6 held after raids on rare-breed eateries
SIX people have been detained on suspicion of trading in protected species for the catering business following raids on about 20 restaurants in southwest China’s Yunnan Province.
Police in Jiangcheng County, which is close to China’s borders with Vietnam and Laos, visited the eateries on Thursday after being alerted by an online video, the local publicity authority said.
According to a report by news website thepaper.cn, the restaurants’ menus featured numerous protected species, including macaque, muntjac deer, porcupine and jackal.
During the raids, officials rescued 22 animals, 21 of which were nationally protected, as well as 117 kilograms of meat and related products, the authority said.
Due to its proximity to national borders, and free trade agreement with Vietnam, Jiangcheng is ideally placed for the illicit trade in rare breeds, all of which command huge prices on restaurant menus, the report said.

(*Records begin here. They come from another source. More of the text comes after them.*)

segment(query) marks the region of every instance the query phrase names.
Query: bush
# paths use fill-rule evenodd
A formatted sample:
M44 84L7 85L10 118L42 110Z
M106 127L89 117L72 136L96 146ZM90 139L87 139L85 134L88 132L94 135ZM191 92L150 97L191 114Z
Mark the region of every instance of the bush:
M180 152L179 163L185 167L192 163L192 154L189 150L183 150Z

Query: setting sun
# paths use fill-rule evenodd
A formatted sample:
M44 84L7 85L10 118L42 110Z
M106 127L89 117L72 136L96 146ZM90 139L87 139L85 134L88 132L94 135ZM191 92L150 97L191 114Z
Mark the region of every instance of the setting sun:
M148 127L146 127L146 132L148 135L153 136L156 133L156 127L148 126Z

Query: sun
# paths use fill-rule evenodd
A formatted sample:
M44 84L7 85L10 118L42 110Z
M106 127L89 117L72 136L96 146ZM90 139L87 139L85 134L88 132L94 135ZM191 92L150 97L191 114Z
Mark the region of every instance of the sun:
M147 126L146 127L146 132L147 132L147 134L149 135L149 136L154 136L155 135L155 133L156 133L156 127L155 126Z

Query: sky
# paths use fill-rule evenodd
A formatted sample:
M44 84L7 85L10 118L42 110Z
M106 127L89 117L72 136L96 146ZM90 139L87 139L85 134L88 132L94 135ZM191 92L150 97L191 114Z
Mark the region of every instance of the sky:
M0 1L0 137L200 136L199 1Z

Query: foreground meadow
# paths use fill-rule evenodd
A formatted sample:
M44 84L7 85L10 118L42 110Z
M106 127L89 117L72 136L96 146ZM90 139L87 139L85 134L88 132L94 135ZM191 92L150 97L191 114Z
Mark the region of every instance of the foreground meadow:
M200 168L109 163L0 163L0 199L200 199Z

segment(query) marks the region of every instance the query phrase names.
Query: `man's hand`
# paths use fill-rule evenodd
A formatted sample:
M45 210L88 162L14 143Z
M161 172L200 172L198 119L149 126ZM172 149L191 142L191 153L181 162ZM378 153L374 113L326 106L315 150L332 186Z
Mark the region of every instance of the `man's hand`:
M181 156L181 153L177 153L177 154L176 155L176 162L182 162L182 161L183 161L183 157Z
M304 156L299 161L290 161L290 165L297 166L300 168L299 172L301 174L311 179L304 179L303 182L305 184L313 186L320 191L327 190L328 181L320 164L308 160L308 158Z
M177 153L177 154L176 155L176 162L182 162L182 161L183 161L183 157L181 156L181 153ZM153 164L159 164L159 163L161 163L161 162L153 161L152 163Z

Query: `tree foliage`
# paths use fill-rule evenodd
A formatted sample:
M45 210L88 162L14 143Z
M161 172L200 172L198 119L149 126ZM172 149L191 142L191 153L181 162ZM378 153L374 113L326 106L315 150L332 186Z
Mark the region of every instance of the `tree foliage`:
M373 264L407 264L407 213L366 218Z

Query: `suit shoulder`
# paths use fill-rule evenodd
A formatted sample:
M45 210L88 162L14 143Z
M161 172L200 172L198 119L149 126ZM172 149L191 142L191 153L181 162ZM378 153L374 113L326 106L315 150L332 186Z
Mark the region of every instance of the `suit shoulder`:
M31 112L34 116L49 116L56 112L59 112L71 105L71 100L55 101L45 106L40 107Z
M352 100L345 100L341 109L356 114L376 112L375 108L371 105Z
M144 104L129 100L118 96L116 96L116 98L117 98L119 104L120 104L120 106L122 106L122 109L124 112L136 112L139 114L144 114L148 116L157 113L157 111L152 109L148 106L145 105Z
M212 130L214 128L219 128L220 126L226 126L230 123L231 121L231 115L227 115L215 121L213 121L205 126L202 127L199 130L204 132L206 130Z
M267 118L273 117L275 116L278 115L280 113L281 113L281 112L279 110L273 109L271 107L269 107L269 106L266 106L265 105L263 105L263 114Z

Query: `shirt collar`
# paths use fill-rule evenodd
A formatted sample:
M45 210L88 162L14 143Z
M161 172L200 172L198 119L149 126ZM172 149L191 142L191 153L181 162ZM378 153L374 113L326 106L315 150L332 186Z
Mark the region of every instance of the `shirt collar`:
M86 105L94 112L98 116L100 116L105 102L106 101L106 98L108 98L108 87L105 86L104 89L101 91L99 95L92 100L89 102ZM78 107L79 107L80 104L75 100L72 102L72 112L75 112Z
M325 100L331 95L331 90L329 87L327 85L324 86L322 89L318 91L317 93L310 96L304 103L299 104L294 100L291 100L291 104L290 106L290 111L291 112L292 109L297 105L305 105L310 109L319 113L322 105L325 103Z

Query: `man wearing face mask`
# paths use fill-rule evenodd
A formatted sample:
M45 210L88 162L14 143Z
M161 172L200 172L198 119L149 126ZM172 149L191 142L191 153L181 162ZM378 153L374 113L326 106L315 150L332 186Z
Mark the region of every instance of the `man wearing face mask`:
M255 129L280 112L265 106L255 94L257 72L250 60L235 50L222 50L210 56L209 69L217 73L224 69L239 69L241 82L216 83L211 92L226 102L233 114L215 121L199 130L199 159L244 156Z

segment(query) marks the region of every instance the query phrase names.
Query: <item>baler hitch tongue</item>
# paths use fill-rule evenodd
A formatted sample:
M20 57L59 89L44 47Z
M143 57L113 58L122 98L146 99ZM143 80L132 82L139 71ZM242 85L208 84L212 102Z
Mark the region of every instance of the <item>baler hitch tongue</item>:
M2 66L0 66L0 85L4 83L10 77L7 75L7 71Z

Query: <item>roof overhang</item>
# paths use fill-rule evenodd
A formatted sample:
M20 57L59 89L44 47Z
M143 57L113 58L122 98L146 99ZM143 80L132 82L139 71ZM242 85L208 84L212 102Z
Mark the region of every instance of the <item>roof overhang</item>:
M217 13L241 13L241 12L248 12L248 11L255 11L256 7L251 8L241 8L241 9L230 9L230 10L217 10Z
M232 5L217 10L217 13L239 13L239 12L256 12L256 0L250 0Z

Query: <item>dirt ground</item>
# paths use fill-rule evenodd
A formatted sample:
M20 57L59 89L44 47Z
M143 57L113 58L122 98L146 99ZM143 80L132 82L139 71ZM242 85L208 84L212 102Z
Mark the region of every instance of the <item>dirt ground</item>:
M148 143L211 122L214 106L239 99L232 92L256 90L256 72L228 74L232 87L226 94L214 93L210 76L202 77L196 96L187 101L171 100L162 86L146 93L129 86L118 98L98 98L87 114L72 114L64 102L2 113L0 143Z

As well as the six people detained, nine officials with the county government have been punished for failing to regulate and supervise the local food market, the authority said.
Four of them — He Shaoliang, the county’s forestry police chief, Li Kangyun, deputy head of the town of Qushui, Li Faqing, deputy director of the county’s industrial and commercial watchdog, and Jiang Dong, a senior forestry official — have been suspended from their posts, it said.
In a bid to prevent similar incidents happening in the future, the Jiangcheng government is in talks with authorities in Vietnam and Laos to increase cooperation in the fight against the illegal trade in wildlife.
In China, anyone found guilty of killing or trading in endangered wildlife can be jailed for up to 5 years.
It is not, however, an offense to eat such beasts.